Bitcoin Bertahan USD110.000 di Tengah Ancaman Inflasi AS

Bitcoin.(decrypt)

ASIAWORLDVIEW – Bitcoin bertahan di atas USD110.000 didukung oleh pembelian institusional yang berkelanjutan dan posisi investor yang berhati-hati menjelang data inflasi Amerika Serikat (AS). Hal ini dapat mempengaruhi prospek suku bunga Federal Reserve untuk sisa tahun ini.

Bitcoin terakhir diperdagangkan di USD109,900, setelah mencapai sesi tertinggi di USD110,237. Naik 4,2% selama seminggu terakhir dan tetap berada dalam jangkauan puncaknya pada 22 Mei di USD111,814, data CoinGecko menunjukkan.
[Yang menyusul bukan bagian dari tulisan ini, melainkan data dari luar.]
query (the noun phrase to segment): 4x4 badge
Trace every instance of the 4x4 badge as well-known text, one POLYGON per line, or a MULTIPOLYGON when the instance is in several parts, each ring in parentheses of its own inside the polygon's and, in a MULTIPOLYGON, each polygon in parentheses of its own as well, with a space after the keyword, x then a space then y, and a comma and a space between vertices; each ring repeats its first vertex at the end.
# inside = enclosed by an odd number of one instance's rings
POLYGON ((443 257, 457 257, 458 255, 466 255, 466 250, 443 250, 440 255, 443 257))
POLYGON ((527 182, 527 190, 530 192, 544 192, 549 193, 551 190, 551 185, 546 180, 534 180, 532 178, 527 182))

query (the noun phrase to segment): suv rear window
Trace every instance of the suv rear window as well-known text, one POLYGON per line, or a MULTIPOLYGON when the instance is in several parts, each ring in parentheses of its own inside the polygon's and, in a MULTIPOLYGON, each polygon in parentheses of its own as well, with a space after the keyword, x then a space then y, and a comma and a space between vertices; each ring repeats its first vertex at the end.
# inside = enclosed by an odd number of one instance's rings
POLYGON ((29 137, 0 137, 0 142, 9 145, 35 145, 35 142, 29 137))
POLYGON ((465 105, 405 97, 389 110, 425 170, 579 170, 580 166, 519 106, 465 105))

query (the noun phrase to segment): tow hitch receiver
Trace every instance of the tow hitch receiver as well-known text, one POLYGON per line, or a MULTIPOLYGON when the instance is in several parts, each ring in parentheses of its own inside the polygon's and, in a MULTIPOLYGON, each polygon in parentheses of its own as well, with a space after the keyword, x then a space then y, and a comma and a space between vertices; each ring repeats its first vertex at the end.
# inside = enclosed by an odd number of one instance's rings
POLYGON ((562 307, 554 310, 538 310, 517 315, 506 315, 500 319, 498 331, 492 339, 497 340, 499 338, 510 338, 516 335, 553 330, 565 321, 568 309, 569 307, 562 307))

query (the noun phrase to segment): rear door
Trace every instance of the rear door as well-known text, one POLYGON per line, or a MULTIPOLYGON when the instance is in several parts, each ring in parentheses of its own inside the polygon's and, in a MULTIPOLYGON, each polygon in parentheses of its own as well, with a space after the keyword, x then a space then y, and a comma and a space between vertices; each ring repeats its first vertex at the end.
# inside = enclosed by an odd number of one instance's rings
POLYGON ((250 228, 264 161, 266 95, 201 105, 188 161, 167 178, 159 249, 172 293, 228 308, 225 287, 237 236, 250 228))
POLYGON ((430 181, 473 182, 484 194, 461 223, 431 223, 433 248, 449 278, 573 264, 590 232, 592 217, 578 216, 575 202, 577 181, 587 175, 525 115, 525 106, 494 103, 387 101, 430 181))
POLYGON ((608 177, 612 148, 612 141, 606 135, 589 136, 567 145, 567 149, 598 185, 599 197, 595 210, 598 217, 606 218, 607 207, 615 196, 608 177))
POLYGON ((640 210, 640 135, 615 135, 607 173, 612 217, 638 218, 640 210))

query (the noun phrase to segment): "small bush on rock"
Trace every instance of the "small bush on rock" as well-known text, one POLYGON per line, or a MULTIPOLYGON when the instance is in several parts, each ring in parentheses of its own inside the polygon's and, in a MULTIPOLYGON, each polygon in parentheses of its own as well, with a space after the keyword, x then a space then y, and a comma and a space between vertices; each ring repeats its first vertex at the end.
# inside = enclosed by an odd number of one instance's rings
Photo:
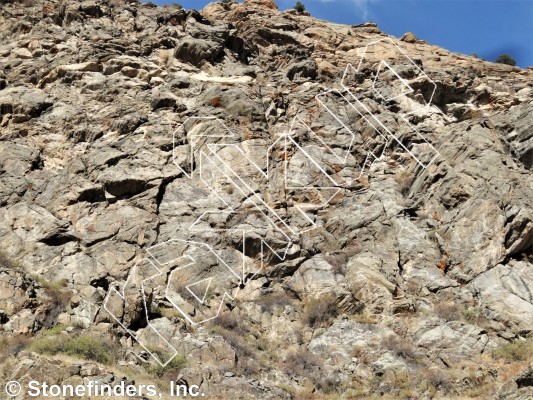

Hal ini terjadi saat investor menunggu laporan Indeks Harga Konsumen bulan Mei, Rabu (11/6/2025).

Para ekonom memperkirakan IHK inti akan naik 0,3% dari April, dengan IHK utama naik 0,2% dalam basis bulan ke bulan dan 2,4% dari tahun ke tahun, menurut data MarketWatch.

“Pasar tampaknya berada dalam pola bertahan karena para pedagang menunggu katalis baru – terutama data inflasi AS yang dapat memiringkan ekspektasi Fed,” Lukman Otunuga, analis pasar senior di FXTM, mengutip Decrypt.

Baca Juga: Konferensi Bitcoin 2025 Soroti Nasib Bitcoin dan Aset Digital di Masa Depan

“Sementara itu, emas tetap menjadi fokus, dengan penembusan teknis yang berpotensi menandakan dorongan baru menuju rekor tertinggi.”

Dana Fed berjangka menunjukkan pasar condong ke arah penurunan pada bulan September, dengan probabilitas 61%, menurut Alat FedWatch CME.

“Reli saat ini kurang spekulatif dan lebih didorong secara struktural dibandingkan siklus sebelumnya,” Rachael Lucas, analis kripto di BTC Markets, mengatakan kepada Decrypt dalam sebuah pernyataan. “Modal institusional, ETF, dan perbendaharaan perusahaan memainkan peran penting dalam menciptakan tekanan beli yang berkelanjutan.”

Lucas menunjuk pada posisi long leverage USD54.5 juta yang baru-baru ini memicu momentum kenaikan. Dukungan tetap kuat di sekitar USD105.500.